Tenable Cloud Security 2.3.5 Release Notes (2022-07-11)


  • Different Projects for Each SCM Type

    Tenable Cloud Security now creates a separate project for each source code management (SCM) type instead of a single project when you onboard all repositories with multiple SCM providers.

    For example, if you automatically onboard all repositories that have both GitHub and GitLab repositories, Tenable Cloud Security creates the following two projects:

    • Default Gitlab Repositories

    • Default Github Repositories

    For more information, see Connect Repositories.

  • Improved Jira Integration Workflow

    Jira integration user interface now has a simplified workflow and uses API token for authentication. In the Jira Integration workflow, you can do a one-time setup for Jira tickets by specifying the Jira project, issue type, priority, assignee, and reporter. When you create a Jira ticket for an issue, Tenable Cloud Security automatically populates the Jira ticket details based on your Jira configuration and policy violations. For more information, see Configure Atlassian Jira Integration.

User Interface Improvements

Changes to the Alerts Page

  • The Alerts and Alert Rules tabs now have new filter options.

  • The Alerts tab now shows only policy-based and security-based events. All audit log alerts are now removed from the Alerts tab.

Documentation Updates

The following Quick Reference Guides are now available for Tenable Cloud Security:

Bug Fixes

Bug Fix
Fixed an issue where removed policy groups appear in a project.
Fixed an issue where high severity violations do not show up when a project contains policy groups in both the Monitor and Enforce modes.

Fixed an issue with incorrect reporting of violation for the following policy:

Ensure that Microsoft Defender for Key Vault is set to 'On'.

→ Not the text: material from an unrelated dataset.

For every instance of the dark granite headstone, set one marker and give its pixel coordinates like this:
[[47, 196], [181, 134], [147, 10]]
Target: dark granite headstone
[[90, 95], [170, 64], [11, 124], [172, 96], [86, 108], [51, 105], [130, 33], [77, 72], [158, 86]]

The URL displayed after a pipeline scan now shows only the summary of the pipeline run.
Fixed an issue with Tenable Cloud Security cloud resources not appearing in Tenable Vulnerability Management.
Fixed an issue with mapping new cloud objects using the accurics plan command after destroying all the objects managed by a Terraform configuration (terraform destroy).
GitHub Action now uses the Tenable Cloud Security API endpoint.
Terraform private module parameters, TFC_HOST_NAME and TFC_USER_TOKEN, can be used even when the plan-based setup is disabled.
Fixed an issue with selecting a subfolder of a repository branch when onboarding a repository.
Fixed an issue with navigating folders and subfolders of a repository branch when onboarding a repository.
Fixed issues with policies in the Azure Security Best Practices v2 Policy Group.
Updated installation procedure for Docker engine in the Deploy an On-Premise Code Scanner section of the Tenable Cloud Security documentation.

Fixed an issue where some GitLab repositories were duplicated after onboarding.

Fixed an issue where some GitLab repositories were missing after onboarding.
Fixed an issue with onboarding multiple GitLab repositories.
Fixed an issue with notifications not being triggered for Splunk Cloud.
Fixed an issue with selecting branches when onboarding some repositories. Tenable Cloud Security now supports selecting branches for all types of repositories.
Fixed an issue with some GitHub repositories not being scanned during bulk onboarding.
Fixed an issue with the remediation code for the Ensure 'allow all actions from all principals' is disabled for AWS S3 Buckets policy.

Known Issues

  • During onboarding some GitLab repositories, a few issues occur:

    • Tenable Cloud Security fails to discover some repositories.

    • Repositories require re-authentication even after successfully connecting GitLab with Tenable Cloud Security.

  • The built-in Windows zip utility cannot unzip the config.zip file. Instead, use the 7-zip utility to unzip the file on Windows.